The blond American had been second and third in the previous three years and won the US Open in 1973 with a record closing round of 63.
At Royal Birkdale he finished with a 66 that took him from two behind to six ahead of the field. He played supreme golf and yet even he would accept that it was a week when a new star was born – Seve Ballesteros.
The 19-year-old Spaniard was relatively unknown to the public but made a lasting impression by playing an outrageous chip-and-run between a couple of bunkers at the last to secure second place alongside Jack Nicklaus.
Amid the heatwave British summer, Ballesteros shared the lead on day one with Christy O’Connor Jnr, who went to the turn in 29, and Japan’s Norio Suzuki.
Five birdies coming home on the second day put Seve two ahead of Miller. In strong winds on the third day, which saw defending Champion Golfer Tom Watson score an 80, both Ballesteros and Miller scored 73s.
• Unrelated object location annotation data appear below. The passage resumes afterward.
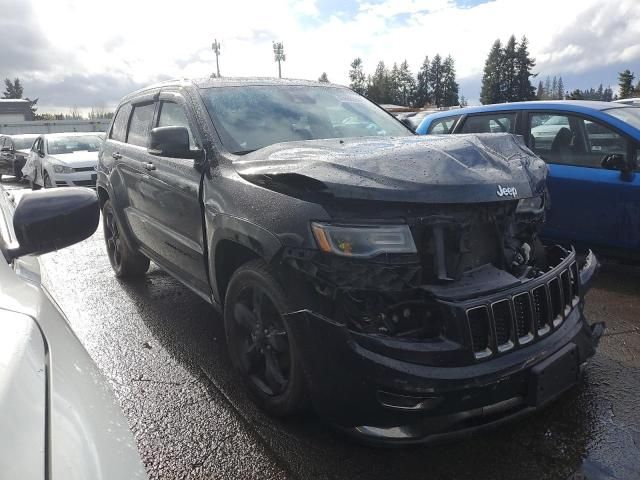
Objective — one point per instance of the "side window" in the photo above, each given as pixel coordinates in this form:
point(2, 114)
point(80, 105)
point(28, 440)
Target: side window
point(119, 129)
point(602, 140)
point(490, 123)
point(442, 125)
point(173, 115)
point(140, 124)
point(573, 140)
The youngster lost the lead early on but rallied in wild but inspired fashion on the way home, helped by another eagle at the 17th.
Ballesteros birdied the first hole of the final round to go three ahead but there was a two-shot swing to the American at the next and the Spaniard suffered a double bogey at the sixth and a triple bogey at the 11th.
Miller could relax and produced his best golf with a birdie at the 12th, an eagle at the 13th and birdies at the last two holes for the third day running.
Ballesteros followed suit with three birdies and an eagle another at the 17th before he he brought the house down at the last.